Ça faisait longtemps qu’il me tannait avec ça. Pas juste le classique « je veux te voir avec un autre ». Non, lui il voulait l’humiliation complète. Il voulait que je dise à voix haute que l’autre était meilleur, plus gros, plus endurant… que je le ridiculise devant témoin.
J’ai résisté un moment. Pas parce que j’étais contre – au fond ça m’excitait grave – mais parce que je savais qu’une fois que j’aurais franchi cette ligne, il y aurait un avant et un après. Et j’avais peur de ce qu’il deviendrait après avoir entendu ça.
Mais un soir il a craqué. Il m’a suppliée, à genoux, la bite déjà dure dans la main, en me disant qu’il en pouvait plus de bander uniquement sur l’idée. Alors j’ai dit oui. Et j’ai choisi David. Un ancien plan cul d’il y a quelques années. Grand, voix grave, queue vraiment impressionnante. Parfait pour l’exercice.
Le soir venu, j’avais mis la lingerie rouge qu’il déteste parce que « c’est trop vulgaire ». String minuscule, soutien-gorge push-up qui déborde, porte-jarretelles. David est arrivé en jean et t-shirt moulant, sourire en coin. Mon mec – appelons-le Nico – l’a fait entrer poliment, lui a serré la main, puis s’est assis direct sur la chaise en face du lit, sans un mot de plus.
David n’a même pas fait semblant d’être gêné. Il m’a chopée par la taille, m’a embrassée goulûment devant Nico, une main déjà sous mon string. J’ai gémi exprès fort. Pour commencer doucement.
Il m’a déshabillée lentement, en commentant chaque pièce qu’il enlevait.
« Putain t’as toujours des seins de ouf… ton mec a de la chance de pouvoir les toucher tous les jours. »
Nico a baissé les yeux. Sa main était déjà dans son pantalon, mais il ne se branlait pas encore. Il attendait.
David m’a poussée à quatre pattes sur le lit, face à Nico. Il a baissé son jean, sorti sa queue – épaisse, veinée, déjà luisante. Il l’a tapotée contre mes fesses plusieurs fois.
« Alors Nico… tu veux qu’elle te dise ce qu’elle en pense ? »
Nico a hoché la tête, la gorge serrée. Sa voix est sortie toute petite.
« Oui… dis-lui… dis-lui pourquoi tu préfères la sienne… »
J’ai fermé les yeux une seconde. Puis j’ai regardé Nico droit dans les yeux.
« Elle est beaucoup plus grosse que la tienne… plus épaisse… elle me remplit vraiment… la tienne… on la sent à peine après… »

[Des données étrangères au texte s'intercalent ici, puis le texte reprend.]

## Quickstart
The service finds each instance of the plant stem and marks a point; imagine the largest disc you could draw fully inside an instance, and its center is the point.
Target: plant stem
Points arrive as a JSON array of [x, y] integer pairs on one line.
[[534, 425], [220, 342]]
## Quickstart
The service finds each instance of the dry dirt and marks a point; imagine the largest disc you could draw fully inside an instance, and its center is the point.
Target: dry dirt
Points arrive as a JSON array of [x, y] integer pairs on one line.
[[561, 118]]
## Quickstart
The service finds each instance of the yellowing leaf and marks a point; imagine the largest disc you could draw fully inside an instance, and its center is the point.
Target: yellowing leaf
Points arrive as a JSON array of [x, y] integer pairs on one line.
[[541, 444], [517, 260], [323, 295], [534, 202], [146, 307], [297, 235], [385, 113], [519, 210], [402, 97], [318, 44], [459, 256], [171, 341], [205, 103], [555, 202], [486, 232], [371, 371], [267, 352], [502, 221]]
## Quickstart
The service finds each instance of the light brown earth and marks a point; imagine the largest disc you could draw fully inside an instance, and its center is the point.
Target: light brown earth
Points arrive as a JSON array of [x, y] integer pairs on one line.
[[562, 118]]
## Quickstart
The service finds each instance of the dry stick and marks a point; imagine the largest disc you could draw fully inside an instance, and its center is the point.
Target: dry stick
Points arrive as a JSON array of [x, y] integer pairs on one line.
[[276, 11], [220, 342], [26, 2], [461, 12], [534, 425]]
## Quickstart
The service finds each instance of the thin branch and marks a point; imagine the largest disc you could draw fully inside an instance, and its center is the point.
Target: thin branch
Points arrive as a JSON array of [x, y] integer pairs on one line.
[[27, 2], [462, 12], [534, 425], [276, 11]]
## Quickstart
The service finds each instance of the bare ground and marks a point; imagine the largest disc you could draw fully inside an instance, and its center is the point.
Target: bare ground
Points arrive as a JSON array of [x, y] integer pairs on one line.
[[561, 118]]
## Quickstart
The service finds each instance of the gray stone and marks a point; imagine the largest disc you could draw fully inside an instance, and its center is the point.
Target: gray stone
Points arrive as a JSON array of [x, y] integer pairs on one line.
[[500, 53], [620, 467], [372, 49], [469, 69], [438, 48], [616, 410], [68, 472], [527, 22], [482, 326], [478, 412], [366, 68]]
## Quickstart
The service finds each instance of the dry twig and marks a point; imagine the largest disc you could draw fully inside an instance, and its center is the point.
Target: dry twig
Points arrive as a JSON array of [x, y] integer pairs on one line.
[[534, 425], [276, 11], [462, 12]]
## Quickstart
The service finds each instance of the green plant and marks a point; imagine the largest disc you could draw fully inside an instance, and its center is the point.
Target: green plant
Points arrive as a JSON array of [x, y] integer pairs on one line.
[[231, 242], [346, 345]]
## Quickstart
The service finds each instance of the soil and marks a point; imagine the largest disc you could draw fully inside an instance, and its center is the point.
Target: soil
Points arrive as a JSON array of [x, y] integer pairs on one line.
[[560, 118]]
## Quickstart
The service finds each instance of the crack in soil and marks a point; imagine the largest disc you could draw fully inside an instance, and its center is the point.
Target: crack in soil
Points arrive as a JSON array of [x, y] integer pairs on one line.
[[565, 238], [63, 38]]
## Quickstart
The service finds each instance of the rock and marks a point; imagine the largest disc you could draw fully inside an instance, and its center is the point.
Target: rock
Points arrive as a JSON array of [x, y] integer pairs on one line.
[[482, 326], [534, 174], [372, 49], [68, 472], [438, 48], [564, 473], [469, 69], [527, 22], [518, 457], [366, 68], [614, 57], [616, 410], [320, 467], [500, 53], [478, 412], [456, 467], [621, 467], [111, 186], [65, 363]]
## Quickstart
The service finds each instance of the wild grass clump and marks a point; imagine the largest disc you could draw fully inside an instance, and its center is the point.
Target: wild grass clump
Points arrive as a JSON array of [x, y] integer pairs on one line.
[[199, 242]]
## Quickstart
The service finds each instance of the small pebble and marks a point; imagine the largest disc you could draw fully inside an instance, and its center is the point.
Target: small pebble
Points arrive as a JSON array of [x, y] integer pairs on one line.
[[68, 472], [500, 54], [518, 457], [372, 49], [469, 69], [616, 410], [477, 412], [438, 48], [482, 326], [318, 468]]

Nico a gémi comme s’il avait reçu un coup. Il a sorti sa bite – moyenne, dure, mais tellement plus modeste à côté. Il a commencé à se branler lentement, les joues rouges.
David a ri doucement et m’a enfoncée d’un coup. J’ai crié pour de vrai. Il m’a pilonnée en levrette, fort, profond, en me tenant les hanches. À chaque coup de reins il me forçait à continuer.
« Allez continue… dis-lui tout… »
« Il me baise tellement mieux… il dure plus longtemps… toi tu jouis en deux minutes dès que je te dis des trucs méchants… lui il me fait jouir trois fois avant même de penser à se vider… »
Nico pleurait presque. Des larmes d’humiliation et d’excitation mélangées. Il se branlait frénétiquement maintenant, le regard rivé sur l’endroit où David entrait et sortait de moi.
David m’a retournée en missionnaire pour que je puisse continuer à fixer Nico pendant qu’il me prenait. Il m’a écarté les cuisses grand ouvert, a accéléré.
« Dis-lui qui est le vrai mec ici. »
« Toi t’es juste… mon petit cocu… tu bandes en regardant un vrai mec me défoncer… tu vas jouir rien qu’en m’entendant dire que je préfère sa queue à la tienne… pathétique… »
Nico a joui le premier. Un jet faible qui a atterri sur son ventre. Il haletait, honteux, les yeux baissés.
David a continué encore quelques minutes, puis il s’est retiré et a giclé sur mon ventre et mes seins, en grognant « marquée par un vrai mec ».
Il s’est rhabillé sans un regard pour Nico, m’a claqué les fesses et a dit « Appelle-moi quand ton loser aura besoin d’une nouvelle leçon. » Puis il est parti.
Nico est resté là, immobile, le sperme de l’autre sur ma peau, le sien sur son ventre. Il n’osait pas me toucher.
J’ai rampé jusqu’à lui, encore essoufflée, et je lui ai murmuré à l’oreille :
« La prochaine fois… tu lécheras tout. »
Il a frémi. Et sa bite, déjà, recommençait à durcir.